I’ll be writing something shortly on the contest for the Republican presidential nomination, which is currently dominating the news from the United States. But as a sort of background to that, it’s interesting to have a look at a recent attempt to demarcate between American conservatives and libertarians.
Last month, the Cato institute in Washington held a debate for young people between conservatism and libertarianism, featuring interns from Cato and the rival Heritage foundation. I haven’t watched the debate itself, so I don’t want to comment on the outcome (although there seems to be a consensus that the libertarians won), but the post-debate survey that Cato conducted of the spectators is absolutely fascinating.
You can read the full results here (and here’s Cato’s summary), but basically it found that young people who identified as libertarians agreed with those who identified as conservatives when it came to economic policy, but disagreed about everything else.

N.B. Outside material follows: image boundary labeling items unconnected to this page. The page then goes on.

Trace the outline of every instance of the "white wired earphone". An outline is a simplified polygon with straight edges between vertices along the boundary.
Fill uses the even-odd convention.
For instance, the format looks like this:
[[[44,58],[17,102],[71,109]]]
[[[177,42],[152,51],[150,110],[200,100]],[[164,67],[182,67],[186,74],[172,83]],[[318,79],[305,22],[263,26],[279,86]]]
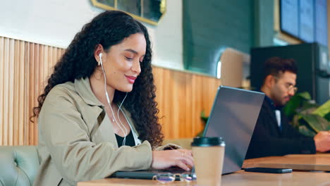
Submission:
[[[121,118],[119,117],[119,111],[121,111],[123,116],[125,116],[125,118],[126,119],[127,123],[128,123],[128,120],[127,119],[127,117],[126,117],[125,113],[121,109],[121,106],[123,105],[123,103],[125,101],[125,99],[126,99],[128,93],[126,92],[126,95],[125,95],[125,97],[123,99],[123,101],[121,101],[121,104],[120,104],[120,106],[118,107],[118,111],[117,111],[117,117],[118,117],[118,119],[119,120],[119,123],[121,123],[121,125],[119,125],[119,123],[117,121],[117,119],[115,117],[115,114],[114,113],[114,110],[112,109],[112,106],[111,106],[111,105],[110,104],[110,99],[109,98],[108,91],[106,91],[106,75],[105,75],[104,68],[103,68],[102,53],[100,53],[99,54],[99,61],[97,62],[97,64],[98,64],[98,66],[101,66],[101,68],[102,68],[103,75],[104,76],[104,91],[105,91],[105,95],[106,95],[106,101],[108,102],[109,106],[110,106],[110,109],[111,110],[111,113],[112,113],[112,115],[114,116],[114,120],[115,120],[116,123],[117,123],[118,126],[119,127],[119,128],[121,130],[121,131],[123,132],[123,133],[125,135],[124,139],[123,140],[123,146],[125,146],[125,144],[126,142],[126,136],[128,135],[128,131],[127,131],[127,128],[125,127],[125,125],[123,124],[123,123],[121,123]],[[125,128],[125,132],[124,132],[124,130],[123,129],[123,128]]]

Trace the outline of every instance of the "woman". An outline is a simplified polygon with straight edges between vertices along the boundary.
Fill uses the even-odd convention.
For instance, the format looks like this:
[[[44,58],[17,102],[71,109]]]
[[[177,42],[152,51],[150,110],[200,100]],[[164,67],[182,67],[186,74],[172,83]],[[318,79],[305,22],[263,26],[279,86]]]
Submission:
[[[191,151],[157,151],[158,123],[146,27],[106,11],[78,32],[34,108],[40,170],[34,185],[75,185],[117,170],[176,166]]]

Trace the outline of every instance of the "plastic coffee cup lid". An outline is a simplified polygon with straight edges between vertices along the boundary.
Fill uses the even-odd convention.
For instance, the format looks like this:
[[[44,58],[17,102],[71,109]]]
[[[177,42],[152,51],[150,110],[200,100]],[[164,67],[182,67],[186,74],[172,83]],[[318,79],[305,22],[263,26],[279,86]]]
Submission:
[[[212,147],[221,146],[225,147],[225,142],[221,137],[195,137],[191,143],[192,147]]]

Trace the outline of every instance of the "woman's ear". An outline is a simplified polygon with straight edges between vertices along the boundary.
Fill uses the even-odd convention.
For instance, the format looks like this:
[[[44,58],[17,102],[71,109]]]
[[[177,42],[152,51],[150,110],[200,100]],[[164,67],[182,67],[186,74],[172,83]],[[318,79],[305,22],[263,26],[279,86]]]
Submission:
[[[104,50],[103,49],[103,46],[101,44],[98,44],[96,49],[94,51],[94,57],[95,60],[97,61],[98,65],[100,65],[101,59],[100,59],[100,54],[104,53]],[[102,54],[101,54],[102,55]]]

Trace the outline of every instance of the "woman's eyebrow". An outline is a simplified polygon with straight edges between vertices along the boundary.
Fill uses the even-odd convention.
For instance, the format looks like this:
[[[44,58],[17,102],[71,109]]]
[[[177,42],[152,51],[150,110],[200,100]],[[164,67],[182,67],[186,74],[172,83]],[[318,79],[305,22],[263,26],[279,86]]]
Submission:
[[[130,51],[130,52],[132,52],[135,54],[139,54],[139,53],[133,49],[126,49],[125,51]],[[145,56],[145,55],[142,55],[142,56]]]

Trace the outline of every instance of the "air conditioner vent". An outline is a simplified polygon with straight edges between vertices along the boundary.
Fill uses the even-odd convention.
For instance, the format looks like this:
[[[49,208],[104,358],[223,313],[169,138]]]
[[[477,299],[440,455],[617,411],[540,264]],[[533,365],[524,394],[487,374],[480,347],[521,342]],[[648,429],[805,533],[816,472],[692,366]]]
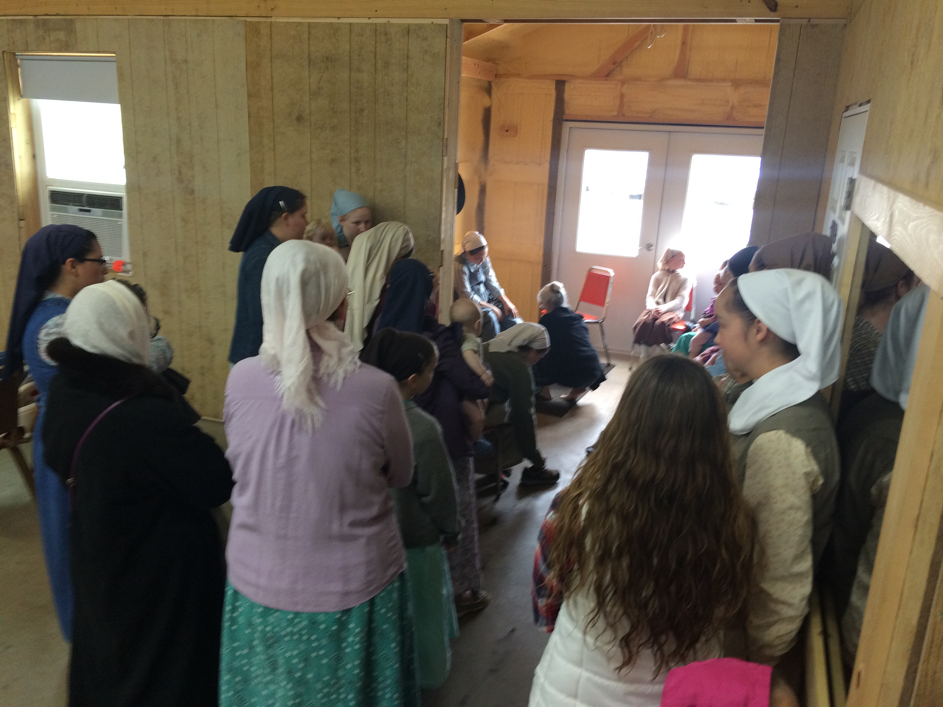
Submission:
[[[107,208],[111,211],[122,210],[122,197],[108,194],[86,194],[85,206],[90,208]]]
[[[85,194],[80,191],[49,189],[49,203],[59,206],[84,206]]]

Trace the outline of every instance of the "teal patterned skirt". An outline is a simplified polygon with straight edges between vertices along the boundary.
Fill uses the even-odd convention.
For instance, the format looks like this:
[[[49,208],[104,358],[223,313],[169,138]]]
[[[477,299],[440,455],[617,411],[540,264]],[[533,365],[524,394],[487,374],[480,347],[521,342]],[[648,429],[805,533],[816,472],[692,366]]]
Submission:
[[[419,707],[409,591],[400,574],[329,613],[256,604],[226,584],[220,707]]]

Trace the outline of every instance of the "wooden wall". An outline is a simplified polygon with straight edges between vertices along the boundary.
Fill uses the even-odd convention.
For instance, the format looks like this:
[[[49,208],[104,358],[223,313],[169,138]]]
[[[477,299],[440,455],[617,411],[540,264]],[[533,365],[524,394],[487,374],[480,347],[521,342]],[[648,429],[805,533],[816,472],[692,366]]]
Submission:
[[[780,27],[751,245],[814,230],[844,34],[834,24]]]
[[[463,176],[480,173],[471,160],[481,158],[477,127],[489,111],[485,234],[501,284],[525,320],[538,316],[553,233],[555,82],[564,82],[566,120],[763,125],[777,31],[771,25],[504,25],[466,34],[463,54],[474,59],[469,73],[492,80],[486,106],[487,81],[463,77],[459,168]],[[456,244],[474,218],[459,217]]]
[[[115,53],[131,279],[147,289],[204,415],[221,415],[228,373],[240,255],[226,248],[260,187],[301,189],[309,214],[324,217],[334,189],[361,191],[379,218],[409,223],[417,255],[438,265],[447,27],[0,20],[0,51]],[[0,134],[10,135],[6,107]],[[30,235],[16,222],[11,153],[0,149],[4,312]]]
[[[861,173],[937,210],[943,210],[941,65],[943,5],[937,0],[854,0],[829,150],[834,156],[845,106],[870,100]],[[822,203],[828,189],[826,180]],[[820,209],[819,226],[823,217]],[[943,249],[938,227],[921,235],[922,248],[900,251],[918,273],[938,263],[926,257],[928,248]],[[929,279],[939,282],[939,272],[933,275]],[[850,707],[937,704],[943,695],[941,296],[935,289],[927,307]]]
[[[465,76],[458,120],[458,173],[465,182],[465,207],[455,217],[455,253],[461,252],[462,236],[467,232],[485,230],[490,138],[491,83]]]

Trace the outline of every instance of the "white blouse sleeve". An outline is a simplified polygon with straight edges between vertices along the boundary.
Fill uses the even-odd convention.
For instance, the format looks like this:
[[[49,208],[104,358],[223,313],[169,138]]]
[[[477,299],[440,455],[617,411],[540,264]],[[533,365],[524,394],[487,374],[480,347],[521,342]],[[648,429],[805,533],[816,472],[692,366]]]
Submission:
[[[743,496],[756,518],[756,588],[748,602],[749,659],[774,664],[792,648],[812,594],[812,497],[822,485],[812,452],[783,430],[747,452]]]
[[[679,287],[681,289],[677,296],[673,300],[666,302],[662,304],[661,311],[681,312],[687,305],[687,295],[690,294],[691,291],[691,281],[688,278],[682,276]]]
[[[658,306],[658,303],[654,301],[654,296],[658,292],[658,286],[661,285],[661,278],[659,277],[661,272],[662,272],[661,271],[658,271],[653,275],[652,275],[652,279],[649,280],[649,293],[645,297],[646,309],[654,309],[656,306]]]

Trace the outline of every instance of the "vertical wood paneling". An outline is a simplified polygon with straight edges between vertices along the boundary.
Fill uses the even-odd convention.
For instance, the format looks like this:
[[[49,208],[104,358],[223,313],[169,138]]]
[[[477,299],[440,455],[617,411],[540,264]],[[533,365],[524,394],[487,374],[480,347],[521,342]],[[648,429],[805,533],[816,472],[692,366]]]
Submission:
[[[373,221],[391,221],[393,211],[373,198],[376,186],[376,25],[351,25],[351,186],[373,206]],[[385,136],[389,138],[392,136]]]
[[[376,27],[373,201],[390,213],[406,212],[406,106],[409,25]],[[441,77],[441,72],[439,72]],[[410,223],[413,228],[419,226]]]
[[[445,35],[442,25],[409,25],[405,125],[408,169],[403,220],[416,236],[416,257],[431,268],[439,265],[441,251]]]
[[[780,30],[753,245],[815,227],[844,32],[840,25],[786,25]]]
[[[311,183],[307,25],[272,25],[272,106],[276,184],[305,191]]]
[[[272,23],[245,23],[249,114],[249,187],[256,193],[275,183],[275,127],[272,107]]]
[[[131,279],[148,291],[203,414],[222,414],[240,261],[226,248],[257,189],[296,187],[321,218],[335,189],[360,190],[379,218],[413,226],[417,255],[438,264],[445,35],[444,25],[422,24],[0,20],[0,51],[116,55]],[[0,80],[6,88],[6,74]],[[0,136],[9,136],[5,91],[0,107]],[[8,312],[22,243],[4,140],[0,307]]]
[[[308,218],[328,220],[338,188],[351,189],[351,28],[336,23],[308,27],[311,99],[311,189]],[[340,80],[339,80],[340,77]],[[363,96],[356,96],[362,100]]]
[[[199,159],[194,155],[196,146],[190,131],[190,82],[188,67],[190,64],[188,52],[188,23],[165,23],[165,64],[167,70],[167,125],[170,140],[168,155],[173,173],[174,190],[173,213],[165,222],[165,227],[173,235],[174,253],[177,256],[176,269],[179,271],[178,302],[183,303],[192,317],[188,325],[181,326],[176,338],[174,366],[186,370],[191,378],[191,389],[188,392],[191,400],[203,400],[206,395],[206,376],[200,356],[200,329],[205,321],[203,302],[200,300],[200,263],[197,258],[196,238],[199,236],[197,219],[194,213],[194,173],[193,163]],[[198,90],[194,85],[194,92]],[[157,316],[160,317],[159,313]],[[166,315],[164,315],[166,317]]]

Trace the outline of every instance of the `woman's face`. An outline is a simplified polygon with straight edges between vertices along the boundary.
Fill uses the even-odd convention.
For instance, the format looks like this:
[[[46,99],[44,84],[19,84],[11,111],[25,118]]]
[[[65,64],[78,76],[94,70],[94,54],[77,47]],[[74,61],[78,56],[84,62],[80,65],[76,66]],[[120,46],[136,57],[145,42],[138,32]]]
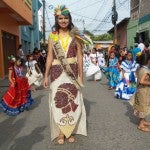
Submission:
[[[30,57],[29,57],[29,61],[32,61],[33,60],[33,56],[31,55]]]
[[[20,65],[21,65],[21,60],[20,60],[20,59],[16,61],[16,65],[17,65],[17,66],[20,66]]]
[[[127,54],[127,60],[132,60],[132,54],[131,53]]]
[[[60,28],[65,29],[69,26],[69,16],[59,15],[58,16],[58,24]]]
[[[115,54],[114,54],[114,53],[111,53],[111,54],[110,54],[110,58],[111,58],[111,59],[115,58]]]
[[[150,60],[148,60],[148,67],[150,68]]]

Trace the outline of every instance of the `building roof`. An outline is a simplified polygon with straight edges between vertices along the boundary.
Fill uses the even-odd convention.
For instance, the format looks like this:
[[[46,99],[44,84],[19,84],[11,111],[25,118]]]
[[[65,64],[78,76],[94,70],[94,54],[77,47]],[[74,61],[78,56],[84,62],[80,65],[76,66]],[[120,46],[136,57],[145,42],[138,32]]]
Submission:
[[[117,26],[119,27],[119,26],[122,26],[122,24],[124,24],[124,23],[128,23],[129,19],[130,19],[130,18],[124,18],[124,19],[121,20],[119,23],[117,23]],[[114,27],[111,28],[111,29],[110,29],[109,31],[107,31],[107,32],[108,32],[108,33],[113,33],[113,31],[114,31]]]
[[[94,44],[112,44],[113,41],[93,41]]]

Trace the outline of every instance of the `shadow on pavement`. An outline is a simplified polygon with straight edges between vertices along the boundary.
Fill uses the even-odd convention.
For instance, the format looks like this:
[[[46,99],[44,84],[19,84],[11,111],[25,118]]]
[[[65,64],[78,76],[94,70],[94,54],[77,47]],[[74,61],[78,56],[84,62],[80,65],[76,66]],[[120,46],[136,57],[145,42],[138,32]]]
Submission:
[[[86,116],[89,117],[90,116],[91,105],[96,104],[96,102],[90,102],[86,98],[84,98],[83,100],[84,100],[84,105],[85,105],[85,110],[86,110]],[[86,124],[87,124],[87,130],[88,130],[89,123],[88,123],[87,118],[86,118]]]
[[[0,149],[2,146],[8,145],[24,126],[25,119],[19,119],[14,122],[15,119],[16,117],[8,116],[6,120],[0,123]]]
[[[83,98],[84,104],[85,104],[85,110],[86,110],[86,116],[90,116],[90,110],[91,110],[91,105],[96,104],[96,102],[91,102],[87,100],[86,98]]]
[[[39,105],[41,104],[41,99],[44,97],[45,95],[40,95],[38,97],[33,98],[34,99],[34,103],[33,105],[30,107],[29,110],[34,110],[36,107],[39,107]]]
[[[37,127],[29,135],[16,139],[9,150],[31,150],[34,144],[44,139],[42,132],[45,128],[46,126]]]
[[[130,122],[137,125],[139,122],[139,119],[133,114],[132,106],[128,102],[124,102],[123,104],[126,105],[126,108],[127,108],[127,112],[125,113],[125,115],[130,118]]]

And some of the disagreements are really stark. For example, 72% of the conservatives agreed that “religious values should play a more important role in government”; 96% of the libertarians disagreed. 96% of libertarians also supported cutting defence spending; 63% of conservatives opposed. 68% of conservatives claimed to believe that “blacks and other minorities receive equal treatment as whites in the criminal justice system”, while 85% of libertarians said they didn’t. And 83% of conservatives said that Edward Snowden is a traitor, while 89% of libertarians called him a patriot.
Of course there are a number of problems with treating this survey as representative of more general attitudes, some of which Cato points out itself: as it says, “it is not intended to be representative of all millennial conservatives and millennial libertarians.” Not only is the sample very small and self-selected, but the fact that it was taken in relation to an adversarial contest may well have led each group to define itself in opposition to the other more than would normally be the case.
Nonetheless, it’s a remarkable commentary on the distinctiveness of those of the emerging generation who think of themselves as libertarians – for remember, this survey was based on self-identification, unlike, for example, the Public Religion Research Institute survey of a couple of years ago, which relied on a set of test questions to decide who counted as libertarians. (I wrote about this at the time.)
But perhaps the most striking thing is that Cato’s libertarians, for all their very un-conservative attitudes, have not abandoned the Republican Party. Although 76% give “Libertarian” as their partisan identification, and another 17% say “Independent”, when pressed as to which way they lean between the major parties, 70% come out as Republican to only 6% Democrat (24% stubbornly stick with neither). Confirming that, 43% say they voted for Mitt Romney in 2012, against only 6% for Barack Obama.
That’s comparable to the 2013 PRRI survey, where 45% of its libertarians identified as Republican to only 5% Democrat. But it’s completely contrary to what the PRRI found when it just asked people whether or not they were libertarians (this figure is tucked away on page 35 of the full report): among those self-identified libertarians, Democrats had the partisan advantage, 31% to 24%.
So among the general public, self-identification leads to a libertarian sample that has no particular allegiance to the Republican Party. Not so at the Cato Institute.
That in turn is indicative of what Cato has become: still philosophically libertarian, but increasingly defined by issues on which it agrees with conservatives, notably its pathological opposition to Obama’s health care legislation and its embrace of climate change denialism (frustratingly but not surprisingly, there was no question in Cato’s survey about climate change).
The problem that Cato-style libertarians face is that the agreement with conservatives on economic issues is to some extent illusory. As this survey suggests, for conservatives the economic issues are primarily not “economic” at all; they’re part of a package deal that is fundamentally cultural, based on hostility to the “other” – to blacks, gays, immigrants, women, Muslims, and that wonderfully amorphous category of “the left”.
By and large, Cato’s libertarians have not bought that cultural hostility. But they have committed themselves to a political strategy that is inexorably leading them down that track, and away from what the rest of us understand by “libertarian”.